One of the great things about the Seafood industry in the USA is that it is very separate and fragmented compared to other food industries. However, that isolation and fragmentation have created a real problem for the seafood industry. Do you remember the "Beef. It's What's For Dinner" marketing campaign from 1992? That unified messaging of eating beef stopped a nearly 20-year slide in per capita beef consumption. The seafood industry could take some notes from this 22-year-old marketing campaign.
Now more than ever, the seafood industry would benefit from unified messaging to eat more seafood, not less. And that the popular narrative that fishing and fish farming are "destroying our oceans" is outdated and not contextually accurate.
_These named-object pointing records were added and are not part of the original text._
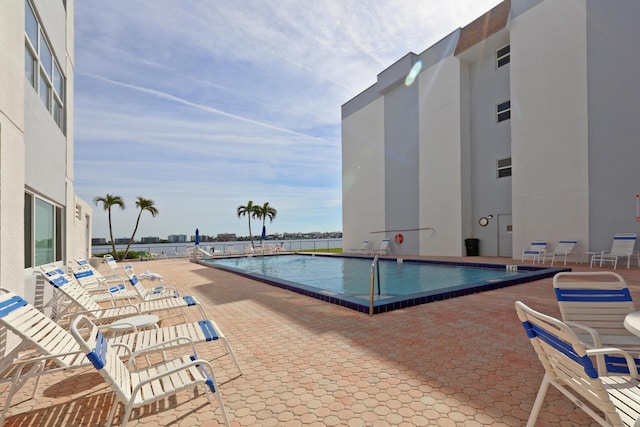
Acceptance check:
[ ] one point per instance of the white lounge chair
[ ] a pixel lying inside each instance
(50, 348)
(44, 348)
(595, 305)
(623, 246)
(116, 270)
(81, 302)
(231, 250)
(563, 249)
(364, 249)
(136, 386)
(615, 399)
(383, 249)
(100, 289)
(535, 251)
(147, 294)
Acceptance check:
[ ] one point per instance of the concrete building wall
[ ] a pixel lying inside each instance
(613, 67)
(36, 156)
(442, 145)
(401, 169)
(572, 84)
(549, 124)
(12, 160)
(490, 142)
(363, 174)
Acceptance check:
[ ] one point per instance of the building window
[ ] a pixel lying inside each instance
(503, 111)
(503, 56)
(504, 168)
(42, 69)
(42, 231)
(30, 66)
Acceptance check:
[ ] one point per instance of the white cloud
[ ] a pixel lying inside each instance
(204, 105)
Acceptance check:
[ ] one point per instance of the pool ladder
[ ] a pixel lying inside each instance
(375, 268)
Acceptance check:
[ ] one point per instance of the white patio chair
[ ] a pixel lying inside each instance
(595, 305)
(136, 386)
(563, 249)
(100, 289)
(147, 294)
(535, 251)
(45, 347)
(623, 246)
(116, 270)
(610, 400)
(364, 249)
(81, 302)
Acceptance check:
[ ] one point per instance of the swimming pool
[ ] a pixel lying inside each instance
(402, 283)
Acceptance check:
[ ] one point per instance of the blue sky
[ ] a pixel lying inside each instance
(204, 105)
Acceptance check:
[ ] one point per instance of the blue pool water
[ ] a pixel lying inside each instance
(347, 280)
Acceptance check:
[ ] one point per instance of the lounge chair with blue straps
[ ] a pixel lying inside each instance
(610, 400)
(82, 302)
(46, 347)
(136, 386)
(145, 294)
(595, 305)
(535, 251)
(102, 290)
(563, 249)
(623, 246)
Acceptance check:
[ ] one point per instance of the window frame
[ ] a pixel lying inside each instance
(503, 58)
(33, 251)
(44, 71)
(503, 111)
(502, 169)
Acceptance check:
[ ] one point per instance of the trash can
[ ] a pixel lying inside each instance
(473, 247)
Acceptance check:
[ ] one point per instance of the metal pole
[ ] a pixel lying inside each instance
(373, 265)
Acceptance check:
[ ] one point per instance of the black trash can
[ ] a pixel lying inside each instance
(473, 247)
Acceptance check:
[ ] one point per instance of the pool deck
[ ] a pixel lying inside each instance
(458, 362)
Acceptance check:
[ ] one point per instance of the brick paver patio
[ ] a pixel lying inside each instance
(458, 362)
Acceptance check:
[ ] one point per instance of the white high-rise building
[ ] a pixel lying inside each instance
(520, 126)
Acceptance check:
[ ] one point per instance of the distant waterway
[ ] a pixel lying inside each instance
(173, 249)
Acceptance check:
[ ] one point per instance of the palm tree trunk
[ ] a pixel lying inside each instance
(113, 243)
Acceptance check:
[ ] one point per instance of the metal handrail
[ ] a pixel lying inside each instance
(375, 265)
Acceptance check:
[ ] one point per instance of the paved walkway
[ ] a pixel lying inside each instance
(458, 362)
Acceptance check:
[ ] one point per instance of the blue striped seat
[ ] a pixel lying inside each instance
(595, 304)
(568, 367)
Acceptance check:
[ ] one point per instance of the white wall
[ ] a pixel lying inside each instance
(549, 124)
(363, 175)
(12, 161)
(443, 148)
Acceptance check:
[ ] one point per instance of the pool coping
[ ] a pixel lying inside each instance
(399, 302)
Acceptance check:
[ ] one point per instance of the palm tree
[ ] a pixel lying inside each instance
(250, 211)
(144, 205)
(109, 201)
(263, 212)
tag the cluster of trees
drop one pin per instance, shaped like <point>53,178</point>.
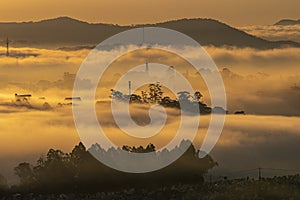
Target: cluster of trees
<point>80,171</point>
<point>155,95</point>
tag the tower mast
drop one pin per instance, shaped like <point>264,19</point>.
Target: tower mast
<point>7,47</point>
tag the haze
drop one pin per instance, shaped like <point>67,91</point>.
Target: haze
<point>234,12</point>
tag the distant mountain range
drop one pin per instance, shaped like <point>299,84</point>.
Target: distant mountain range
<point>286,22</point>
<point>65,31</point>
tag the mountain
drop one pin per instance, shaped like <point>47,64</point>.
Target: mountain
<point>286,22</point>
<point>65,31</point>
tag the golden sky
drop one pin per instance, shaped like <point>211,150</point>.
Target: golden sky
<point>233,12</point>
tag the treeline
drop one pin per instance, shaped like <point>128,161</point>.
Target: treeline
<point>155,95</point>
<point>79,171</point>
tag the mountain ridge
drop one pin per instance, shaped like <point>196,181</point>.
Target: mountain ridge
<point>66,31</point>
<point>286,22</point>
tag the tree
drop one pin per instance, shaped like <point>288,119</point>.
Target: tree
<point>25,173</point>
<point>197,96</point>
<point>184,96</point>
<point>3,183</point>
<point>155,93</point>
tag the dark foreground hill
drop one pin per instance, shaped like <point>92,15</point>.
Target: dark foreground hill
<point>65,31</point>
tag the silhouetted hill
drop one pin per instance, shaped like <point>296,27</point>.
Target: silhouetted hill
<point>286,22</point>
<point>65,31</point>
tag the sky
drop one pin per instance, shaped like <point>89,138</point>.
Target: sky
<point>233,12</point>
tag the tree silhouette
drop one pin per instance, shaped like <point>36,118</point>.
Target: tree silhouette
<point>184,97</point>
<point>197,96</point>
<point>25,172</point>
<point>155,93</point>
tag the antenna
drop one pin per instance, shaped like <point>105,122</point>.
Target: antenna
<point>143,35</point>
<point>129,87</point>
<point>7,47</point>
<point>147,67</point>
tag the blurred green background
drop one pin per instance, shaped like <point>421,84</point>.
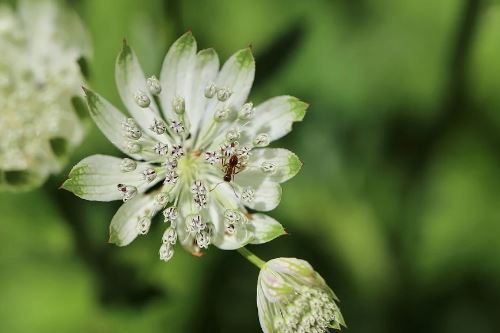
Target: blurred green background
<point>397,205</point>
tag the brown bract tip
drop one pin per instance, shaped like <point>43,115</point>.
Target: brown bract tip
<point>198,254</point>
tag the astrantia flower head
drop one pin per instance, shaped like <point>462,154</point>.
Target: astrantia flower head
<point>196,151</point>
<point>39,75</point>
<point>292,297</point>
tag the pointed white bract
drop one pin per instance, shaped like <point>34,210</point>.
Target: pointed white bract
<point>194,146</point>
<point>40,86</point>
<point>292,297</point>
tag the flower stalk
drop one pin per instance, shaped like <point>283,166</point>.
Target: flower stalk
<point>250,256</point>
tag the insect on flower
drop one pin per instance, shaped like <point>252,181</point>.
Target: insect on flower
<point>186,131</point>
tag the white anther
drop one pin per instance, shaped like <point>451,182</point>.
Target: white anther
<point>179,105</point>
<point>261,140</point>
<point>143,225</point>
<point>231,216</point>
<point>227,149</point>
<point>131,129</point>
<point>170,214</point>
<point>128,165</point>
<point>230,229</point>
<point>222,113</point>
<point>158,127</point>
<point>269,167</point>
<point>170,163</point>
<point>160,148</point>
<point>200,200</point>
<point>177,126</point>
<point>243,153</point>
<point>211,157</point>
<point>203,239</point>
<point>247,111</point>
<point>133,147</point>
<point>141,99</point>
<point>233,135</point>
<point>195,224</point>
<point>153,85</point>
<point>248,194</point>
<point>161,199</point>
<point>149,175</point>
<point>198,187</point>
<point>223,94</point>
<point>127,191</point>
<point>169,236</point>
<point>210,90</point>
<point>177,151</point>
<point>166,252</point>
<point>171,177</point>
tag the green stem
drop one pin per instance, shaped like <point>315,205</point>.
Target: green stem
<point>251,257</point>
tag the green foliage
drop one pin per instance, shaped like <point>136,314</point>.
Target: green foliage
<point>396,204</point>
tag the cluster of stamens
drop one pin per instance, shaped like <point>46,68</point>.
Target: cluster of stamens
<point>169,154</point>
<point>233,219</point>
<point>310,310</point>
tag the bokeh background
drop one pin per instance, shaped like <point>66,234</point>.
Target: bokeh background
<point>397,204</point>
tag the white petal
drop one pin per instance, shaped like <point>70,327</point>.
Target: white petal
<point>286,165</point>
<point>264,228</point>
<point>237,74</point>
<point>220,238</point>
<point>205,72</point>
<point>123,229</point>
<point>275,118</point>
<point>96,178</point>
<point>109,120</point>
<point>267,194</point>
<point>177,72</point>
<point>130,79</point>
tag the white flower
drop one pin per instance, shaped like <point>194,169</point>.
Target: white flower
<point>40,81</point>
<point>293,298</point>
<point>204,160</point>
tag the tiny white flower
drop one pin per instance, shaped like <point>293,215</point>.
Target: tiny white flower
<point>293,297</point>
<point>197,158</point>
<point>40,90</point>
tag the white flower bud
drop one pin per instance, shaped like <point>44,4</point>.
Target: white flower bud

Language matters, and for far too long, the media has been able to recite needs to be more precise or out-of-context statistics. The seafood industry needs a unified voice to drive the message to eat more seafood, not less.
Take, for example, this Life Kit podcast by NPR. The Life Kit team uses language like: "The World Bank estimates that almost 90% of world fish stocks are overfished". There are plenty of other inaccurate or out-of-context statements, but this is the big one for me.
The truth is That that is an incomplete statement, making it inaccurate. The actual language is: "Almost 90 percent of global marine fish stocks are now fully exploited or overfished".
Furthermore, they need more context as to what overfished even means. The definition of overfished vs. overfishing is critical because an overfished fishery does not mean overfishing is occurring. It simply means the fishery is below 80% of its targeted biomass. A fishery could improve in biomass, and overfishing is NOT occurring, but it still meets the 'overfished' definition.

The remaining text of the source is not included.